これらの進化の証拠は、100万年以上にわたる原始人の考古学的記録が観察される南ケニアのオリゴザイリー盆地で発見された。3月15日付サイエンス誌に発表された3つの研究によれば、ヒトの行動の変化は激しい環境変動の期間中に現れる。地形を変化させる地震や、変動する気候などの予期せぬ状況下であっても、技術革新、社会的取引、初期の記号を用いたコミュニケーションが、原始人が生き伸び、必要な資源を確保するのに役立った、と科学者らは述べる。
国立自然史博物館の人類の起源プログラムの責任者、リック・ポッツ氏は次のように述べている。「精神的能力と複雑な社会生活を伴うこの行動の変化は、我々の系統を他の原始人と区別させる出発点だったかもしれない。」
ポッツ氏は、ケニア国立博物館と協力して30年以上にわたり、人類の起源に関する研究をオリゴザイリーで率いている。オリゴザイリー盆地で見つかった人類最初の証拠は、約120万年前のものだ。何万年もの間、人々は握斧と呼ばれる、大きな石切り道具を作り使用していた。2002年、ポッツ氏と同僚のブルックス氏とその研究チームは、オリゴザイリー盆地でより小さく、より慎重に成形された沢山の道具を発見した。バークリー地質年代学センターのデイノ氏は同位体年代測定を行い、これらの道具が32万年前~30万5千年前と、思いのほか古いものであったことを明らかにした。これらの道具は、慎重に細工され、大きな万能型の握斧よりも高度なものであった。多くは柄に取り付けられ、おそらく槍として使用されるよう設計されたものであり、他は削器や千枚通しの形をしていた。
旧石器時代、握斧が地元の石を使って製作されていたはずだが、スミソニアンの研究チームは地元のものではない黒曜石でできた小さな石の尖頭器を発見した。チームはまた、黒曜石のないオリゴザイリーに、鋭利な火山石の破片を発見した。これらの石の化学組成は15~55マイル離れた複数の地域の黒曜石と一致し、古代の大地を越えて貴重な石を移動させて取引を行っていたことを示唆している。

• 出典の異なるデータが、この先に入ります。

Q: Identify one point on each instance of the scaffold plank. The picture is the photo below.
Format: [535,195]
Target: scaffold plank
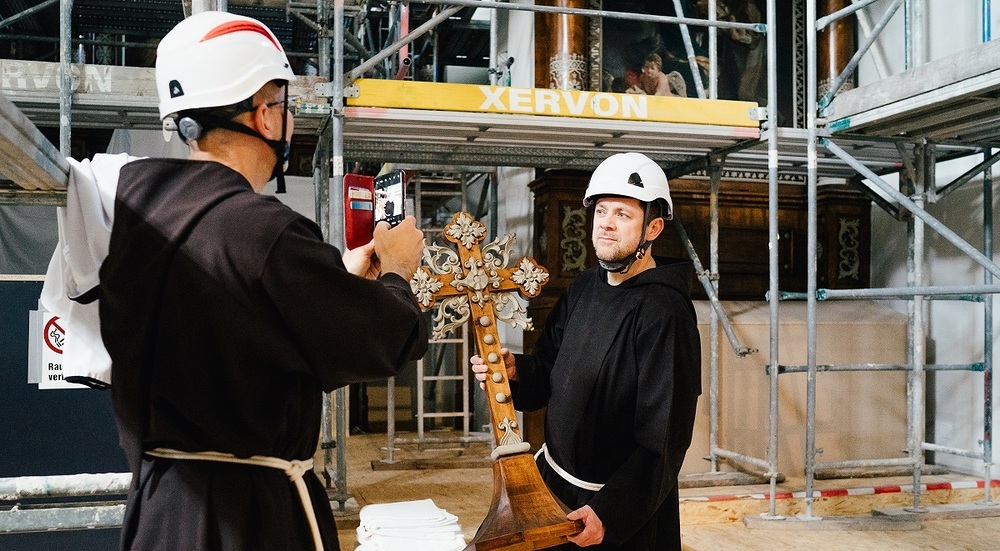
[26,156]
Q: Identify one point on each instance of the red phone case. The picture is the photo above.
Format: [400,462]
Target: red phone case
[359,209]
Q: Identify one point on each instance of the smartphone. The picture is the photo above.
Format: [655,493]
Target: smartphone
[390,197]
[359,209]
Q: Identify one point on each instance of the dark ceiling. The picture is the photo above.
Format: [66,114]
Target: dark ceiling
[139,24]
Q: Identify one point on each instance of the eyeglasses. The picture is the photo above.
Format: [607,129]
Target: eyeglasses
[292,101]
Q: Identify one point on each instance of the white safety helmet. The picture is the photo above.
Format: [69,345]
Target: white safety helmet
[214,59]
[631,175]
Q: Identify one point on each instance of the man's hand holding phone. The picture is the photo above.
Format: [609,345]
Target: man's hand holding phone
[400,248]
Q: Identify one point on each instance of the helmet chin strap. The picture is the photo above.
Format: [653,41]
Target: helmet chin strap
[622,266]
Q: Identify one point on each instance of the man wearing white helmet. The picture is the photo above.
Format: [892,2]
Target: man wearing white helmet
[226,315]
[618,366]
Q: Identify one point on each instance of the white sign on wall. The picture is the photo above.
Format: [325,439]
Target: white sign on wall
[47,341]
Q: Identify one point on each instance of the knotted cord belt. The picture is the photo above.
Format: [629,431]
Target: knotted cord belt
[592,486]
[294,469]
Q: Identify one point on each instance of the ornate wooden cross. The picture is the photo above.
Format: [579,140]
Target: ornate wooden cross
[475,285]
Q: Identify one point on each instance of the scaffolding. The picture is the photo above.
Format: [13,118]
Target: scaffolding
[865,142]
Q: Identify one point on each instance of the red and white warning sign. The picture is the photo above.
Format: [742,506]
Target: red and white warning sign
[53,341]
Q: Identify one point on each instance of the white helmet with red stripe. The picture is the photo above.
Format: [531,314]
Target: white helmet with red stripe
[213,59]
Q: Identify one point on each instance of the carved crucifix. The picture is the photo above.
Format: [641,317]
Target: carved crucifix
[475,285]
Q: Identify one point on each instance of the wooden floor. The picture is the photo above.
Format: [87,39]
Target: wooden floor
[711,518]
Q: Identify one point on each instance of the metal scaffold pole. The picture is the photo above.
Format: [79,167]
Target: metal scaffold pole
[811,175]
[772,257]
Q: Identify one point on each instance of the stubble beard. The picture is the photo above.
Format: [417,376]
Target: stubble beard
[615,253]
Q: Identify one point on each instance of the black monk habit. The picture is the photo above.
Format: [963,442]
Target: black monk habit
[619,368]
[226,317]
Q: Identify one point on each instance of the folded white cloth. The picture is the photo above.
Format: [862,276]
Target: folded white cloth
[382,543]
[405,513]
[408,526]
[71,281]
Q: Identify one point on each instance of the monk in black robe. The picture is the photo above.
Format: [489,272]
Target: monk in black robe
[227,316]
[618,365]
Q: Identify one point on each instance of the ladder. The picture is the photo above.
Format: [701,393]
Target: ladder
[442,377]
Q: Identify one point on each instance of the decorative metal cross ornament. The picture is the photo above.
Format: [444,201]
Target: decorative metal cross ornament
[476,284]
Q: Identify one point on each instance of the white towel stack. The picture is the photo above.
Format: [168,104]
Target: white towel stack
[409,526]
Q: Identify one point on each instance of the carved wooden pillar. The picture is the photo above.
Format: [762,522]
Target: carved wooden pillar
[561,58]
[835,46]
[562,244]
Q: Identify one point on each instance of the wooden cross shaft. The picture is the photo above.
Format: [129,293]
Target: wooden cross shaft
[475,285]
[472,286]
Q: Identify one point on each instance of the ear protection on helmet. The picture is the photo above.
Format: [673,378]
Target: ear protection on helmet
[189,129]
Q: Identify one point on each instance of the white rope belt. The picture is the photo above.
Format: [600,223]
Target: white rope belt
[592,486]
[294,469]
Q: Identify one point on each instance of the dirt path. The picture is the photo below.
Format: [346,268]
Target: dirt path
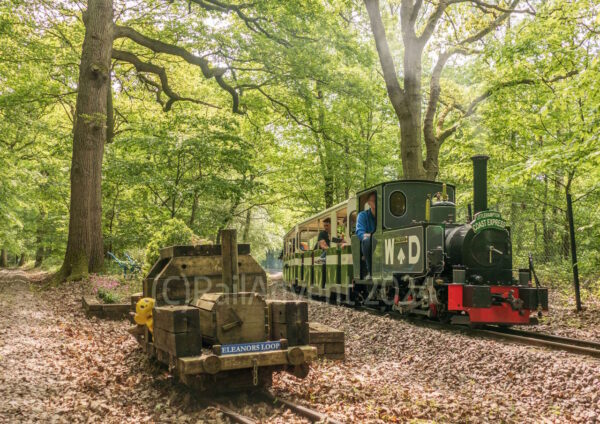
[58,366]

チームはまた、岩石が色材として使用された証拠として、遺跡で黒と赤の岩(マンガンと黄土)を発見した。「色材が何に使われていたかはわからないが、我々考古学者は複雑な記号コミュニケーションの始まりと考えている。今日、色が衣服や旗でアイデンティティを表現するのに使われているのと同様に、これらの色材は原始人が同盟関係を表明したり、遠隔地の人々との関係を維持したりするのに役立ったかもしれない」とポッツ氏。
地質学的、地球化学的、古生物学的及び動物学的証拠に裏付けられ、約36万年前に始まった長期にわたる不安定な気候がこの地域に影響を与え、地震が絶えず地形を変えていたことがわかっている。環境変動はオリゴザイリー盆地の住民に重大な試練をもたらし、不足する時期に資源を確保できるよう旧石器時代においても技術や社会構造の変化が見られたはずだとポッツ氏らは考える。